He talks tough on Iran, likes U.S. President George W. Bush and wants quotas on immigrants. And he's French.

The frank-talking President Nicolas Sarkozy is out to puncture stereotypes about ivory tower French leaders as he makes his United Nations debut this week, enshrining a new foreign policy that slides Paris closer to Washington on key world hot spots.

Sarkozy's differences with the United States - over global warming, in particular - may make a mark on world diplomacy, too, at this year's U.N. General Assembly.

American eyes will be on the conservative Sarkozy as much for his U.S.-friendly attitude as for his policies. It has been a long time since U.S. officials so eagerly awaited a French president - following a long chill under Iraq-war-opponent Jacques Chirac and decades of differences over issues from Middle East peace to European communism.

"It's an excellent relationship," U.S. Secretary of State Condoleezza Rice said Friday after talks with French Foreign Minister Bernard Kouchner. "I think there are many, many things that France and the United States are going to be able to do together."

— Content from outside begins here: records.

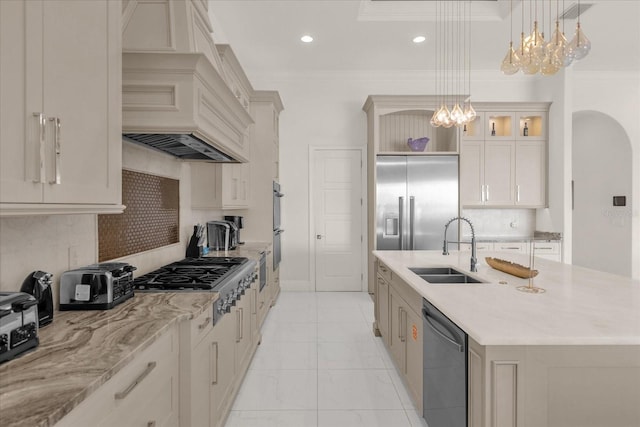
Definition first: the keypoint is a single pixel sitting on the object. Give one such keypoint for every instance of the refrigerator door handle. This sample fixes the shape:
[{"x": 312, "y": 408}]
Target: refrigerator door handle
[
  {"x": 412, "y": 209},
  {"x": 401, "y": 226}
]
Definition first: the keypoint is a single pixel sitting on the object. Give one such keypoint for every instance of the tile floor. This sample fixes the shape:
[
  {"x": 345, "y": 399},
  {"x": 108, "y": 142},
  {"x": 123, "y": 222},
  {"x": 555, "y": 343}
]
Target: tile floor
[{"x": 319, "y": 365}]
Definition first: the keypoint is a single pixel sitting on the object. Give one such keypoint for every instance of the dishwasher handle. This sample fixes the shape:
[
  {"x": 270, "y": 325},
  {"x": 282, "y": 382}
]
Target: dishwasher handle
[{"x": 429, "y": 321}]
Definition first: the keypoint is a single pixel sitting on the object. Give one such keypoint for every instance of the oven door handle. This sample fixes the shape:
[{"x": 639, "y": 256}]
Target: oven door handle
[{"x": 429, "y": 320}]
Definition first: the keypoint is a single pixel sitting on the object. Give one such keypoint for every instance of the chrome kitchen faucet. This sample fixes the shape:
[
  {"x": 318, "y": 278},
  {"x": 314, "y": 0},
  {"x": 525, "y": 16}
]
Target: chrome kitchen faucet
[{"x": 445, "y": 247}]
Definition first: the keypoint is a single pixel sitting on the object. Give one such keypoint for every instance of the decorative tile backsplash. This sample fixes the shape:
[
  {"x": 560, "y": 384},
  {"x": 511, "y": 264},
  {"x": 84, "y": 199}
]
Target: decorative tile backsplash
[{"x": 151, "y": 218}]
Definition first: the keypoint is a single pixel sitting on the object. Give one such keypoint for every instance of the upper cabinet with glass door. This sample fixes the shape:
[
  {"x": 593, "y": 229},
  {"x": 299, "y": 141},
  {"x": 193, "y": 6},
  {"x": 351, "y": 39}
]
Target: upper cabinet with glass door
[
  {"x": 532, "y": 125},
  {"x": 499, "y": 125},
  {"x": 393, "y": 119},
  {"x": 474, "y": 130}
]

Such comments set many French people on edge; those who say Sarkozy is compromising France's perceived moral authority in world affairs to earn Bush's approval. They will closely watch Sarkozy's reception at the United Nations, a place where Chirac was widely admired for his talk of a "multilateral" - meaning less U.S.-dominated - world.

"Allies, not aligned" is how French officialdom is describing its relations with Washington, careful not to alienate voters who remain skeptical, even fearful, of standing too close to U.S. policy in Iraq and beyond.

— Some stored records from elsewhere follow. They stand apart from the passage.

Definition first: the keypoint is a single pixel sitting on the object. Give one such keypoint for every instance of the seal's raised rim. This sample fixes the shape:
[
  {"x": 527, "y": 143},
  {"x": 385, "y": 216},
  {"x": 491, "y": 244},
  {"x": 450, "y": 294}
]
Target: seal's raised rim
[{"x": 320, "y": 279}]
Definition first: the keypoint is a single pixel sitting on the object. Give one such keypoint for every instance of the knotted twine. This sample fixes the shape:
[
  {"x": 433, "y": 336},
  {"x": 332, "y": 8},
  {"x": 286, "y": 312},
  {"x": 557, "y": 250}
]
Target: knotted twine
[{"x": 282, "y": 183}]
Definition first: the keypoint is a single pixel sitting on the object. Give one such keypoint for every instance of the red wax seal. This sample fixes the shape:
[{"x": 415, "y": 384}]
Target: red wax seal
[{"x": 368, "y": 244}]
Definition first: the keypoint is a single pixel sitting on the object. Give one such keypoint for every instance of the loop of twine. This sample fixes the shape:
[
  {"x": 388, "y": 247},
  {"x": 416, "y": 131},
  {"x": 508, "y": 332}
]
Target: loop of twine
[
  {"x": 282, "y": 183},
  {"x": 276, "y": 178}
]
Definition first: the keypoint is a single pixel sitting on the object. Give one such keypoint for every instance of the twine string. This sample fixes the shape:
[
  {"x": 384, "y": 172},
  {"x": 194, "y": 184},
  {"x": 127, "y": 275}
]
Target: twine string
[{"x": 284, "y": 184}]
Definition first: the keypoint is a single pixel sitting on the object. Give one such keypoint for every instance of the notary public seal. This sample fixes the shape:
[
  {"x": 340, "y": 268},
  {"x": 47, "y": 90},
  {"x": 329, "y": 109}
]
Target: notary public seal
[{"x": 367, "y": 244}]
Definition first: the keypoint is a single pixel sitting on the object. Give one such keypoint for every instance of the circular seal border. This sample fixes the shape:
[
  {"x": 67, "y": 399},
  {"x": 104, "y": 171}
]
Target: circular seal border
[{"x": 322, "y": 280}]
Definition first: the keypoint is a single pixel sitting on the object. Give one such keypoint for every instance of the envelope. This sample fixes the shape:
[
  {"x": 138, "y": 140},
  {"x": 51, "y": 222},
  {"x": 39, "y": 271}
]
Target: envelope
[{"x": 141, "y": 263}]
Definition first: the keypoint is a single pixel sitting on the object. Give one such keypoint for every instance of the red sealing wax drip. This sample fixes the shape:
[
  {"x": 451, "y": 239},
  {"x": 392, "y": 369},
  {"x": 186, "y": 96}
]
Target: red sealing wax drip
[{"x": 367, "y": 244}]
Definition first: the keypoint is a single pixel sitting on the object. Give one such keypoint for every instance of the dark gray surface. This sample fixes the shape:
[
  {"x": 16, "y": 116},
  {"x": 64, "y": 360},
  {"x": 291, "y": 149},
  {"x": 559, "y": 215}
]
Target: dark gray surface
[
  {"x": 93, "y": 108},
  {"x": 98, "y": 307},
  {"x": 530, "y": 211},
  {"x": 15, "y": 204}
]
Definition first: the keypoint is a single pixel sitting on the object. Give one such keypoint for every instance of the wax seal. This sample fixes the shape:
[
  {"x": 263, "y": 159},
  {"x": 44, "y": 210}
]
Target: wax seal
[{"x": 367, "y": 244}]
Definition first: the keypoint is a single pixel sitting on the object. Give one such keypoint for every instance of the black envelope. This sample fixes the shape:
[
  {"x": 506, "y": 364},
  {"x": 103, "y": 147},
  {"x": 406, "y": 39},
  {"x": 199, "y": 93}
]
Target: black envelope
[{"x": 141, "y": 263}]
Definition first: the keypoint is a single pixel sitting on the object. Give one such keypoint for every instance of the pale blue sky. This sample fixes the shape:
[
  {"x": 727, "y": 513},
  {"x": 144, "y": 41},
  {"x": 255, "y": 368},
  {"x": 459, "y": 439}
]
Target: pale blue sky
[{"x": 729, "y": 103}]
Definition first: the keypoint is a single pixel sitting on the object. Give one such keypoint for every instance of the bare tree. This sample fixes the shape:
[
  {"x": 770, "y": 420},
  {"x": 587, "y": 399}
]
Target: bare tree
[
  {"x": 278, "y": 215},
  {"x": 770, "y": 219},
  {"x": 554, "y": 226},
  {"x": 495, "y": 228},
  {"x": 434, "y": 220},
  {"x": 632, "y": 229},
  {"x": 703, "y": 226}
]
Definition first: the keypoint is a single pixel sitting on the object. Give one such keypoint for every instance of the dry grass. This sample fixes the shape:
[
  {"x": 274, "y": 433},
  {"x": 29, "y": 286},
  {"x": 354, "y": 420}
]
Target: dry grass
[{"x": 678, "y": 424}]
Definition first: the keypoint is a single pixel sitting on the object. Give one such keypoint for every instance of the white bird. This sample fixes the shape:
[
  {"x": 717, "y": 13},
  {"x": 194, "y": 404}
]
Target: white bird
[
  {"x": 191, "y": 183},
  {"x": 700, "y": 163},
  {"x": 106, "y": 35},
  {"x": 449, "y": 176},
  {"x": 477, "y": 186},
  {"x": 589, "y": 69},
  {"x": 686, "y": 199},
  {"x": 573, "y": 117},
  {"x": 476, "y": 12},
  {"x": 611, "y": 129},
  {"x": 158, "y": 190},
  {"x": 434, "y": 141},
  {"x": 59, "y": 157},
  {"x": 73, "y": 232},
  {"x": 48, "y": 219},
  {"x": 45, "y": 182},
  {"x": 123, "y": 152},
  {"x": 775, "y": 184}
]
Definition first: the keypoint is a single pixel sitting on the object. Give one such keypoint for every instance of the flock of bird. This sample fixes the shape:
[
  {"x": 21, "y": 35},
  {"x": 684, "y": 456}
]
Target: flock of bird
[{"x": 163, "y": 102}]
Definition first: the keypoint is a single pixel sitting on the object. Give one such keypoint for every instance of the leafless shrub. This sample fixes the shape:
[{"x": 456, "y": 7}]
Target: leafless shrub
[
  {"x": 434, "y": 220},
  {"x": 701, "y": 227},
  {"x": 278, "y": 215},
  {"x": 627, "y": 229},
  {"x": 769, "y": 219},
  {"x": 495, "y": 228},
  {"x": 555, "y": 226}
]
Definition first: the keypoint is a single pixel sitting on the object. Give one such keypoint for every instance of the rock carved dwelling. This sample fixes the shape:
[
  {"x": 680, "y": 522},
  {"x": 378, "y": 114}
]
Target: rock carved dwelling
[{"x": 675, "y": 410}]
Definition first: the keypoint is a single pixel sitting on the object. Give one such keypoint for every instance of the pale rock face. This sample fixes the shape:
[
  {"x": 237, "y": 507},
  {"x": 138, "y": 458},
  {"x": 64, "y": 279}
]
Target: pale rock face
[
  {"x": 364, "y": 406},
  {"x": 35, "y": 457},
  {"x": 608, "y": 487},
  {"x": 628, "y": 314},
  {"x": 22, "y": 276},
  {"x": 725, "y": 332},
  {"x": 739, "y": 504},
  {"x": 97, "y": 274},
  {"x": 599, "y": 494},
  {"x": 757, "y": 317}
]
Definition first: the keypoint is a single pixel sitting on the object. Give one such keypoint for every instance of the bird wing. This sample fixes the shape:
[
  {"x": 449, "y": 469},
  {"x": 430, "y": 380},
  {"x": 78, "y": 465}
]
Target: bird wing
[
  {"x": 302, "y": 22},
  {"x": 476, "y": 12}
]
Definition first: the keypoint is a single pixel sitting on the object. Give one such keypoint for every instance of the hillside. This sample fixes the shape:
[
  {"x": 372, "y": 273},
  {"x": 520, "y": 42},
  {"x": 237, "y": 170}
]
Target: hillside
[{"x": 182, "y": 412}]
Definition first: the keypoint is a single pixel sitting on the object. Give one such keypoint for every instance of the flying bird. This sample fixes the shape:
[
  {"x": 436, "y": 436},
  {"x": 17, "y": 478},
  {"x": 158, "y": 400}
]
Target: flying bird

Bush and Sarkozy will not meet one-on-one, but will see each other at the General Assembly. They met before Sarkozy's election in May, and twice since - and Sarkozy's spokesman, David Martinon, said a trip to Washington is expected soon.

Sarkozy has called himself "a friend of Israel," distinguishing himself from what many have claimed were pro-Arab leanings by Paris. He has taken a tougher line on Russia and China than have his predecessors.

Sarkozy's outspoken and English-speaking foreign minister has gone even further.

While Chirac was warning Washington against invading Iraq in 2003, Kouchner said deposing Saddam Hussein was not a bad idea. Last week, Kouchner shocked many Europeans by saying the world should prepare for the possibility of war in Iran.

While he and Sarkozy later toned down the remarks, they both want stronger sanctions over Iran's refusal to halt nuclear activities - a crucial topic at the U.N. assembly.

Kouchner also has U.N. experience, as administrator in Kosovo, that may smooth the way for his boss in New York.

Sarkozy was relatively untested on the world stage before his election, and faces a packed schedule of bilateral meetings Monday and Tuesday that could prove sensitive.

He starts with climate change, delivering a speech on behalf of the European Union likely to demand a more rigorous world push against polluters. Sarkozy has berated the United States for not taking the global lead on fighting global warming.

Sarkozy will talk with Afghan President Hamid Karzai about continuing violence that ensnared a new French victim on Friday.

Sarkozy also meets Turkish Prime Minister Recep Tayyip Erdogan, whose bid to join the European Union is a dream Sarkozy does not want fulfilled.

German Chancellor Angela Merkel, Colombian President Alvaro Uribe and Brazilian President Luiz Inacio Lula da Silva are on Sarkozy's agenda, too.

Sarkozy, meanwhile, has become an inadvertent player in the U.S. presidential election campaign.

Republican candidates, especially, are enamored of Sarkozy's stunning approval ratings and are studying his strategy for winning over French voters - famously attached to their welfare protections - despite pledges of risky labor reforms and costly tax cuts.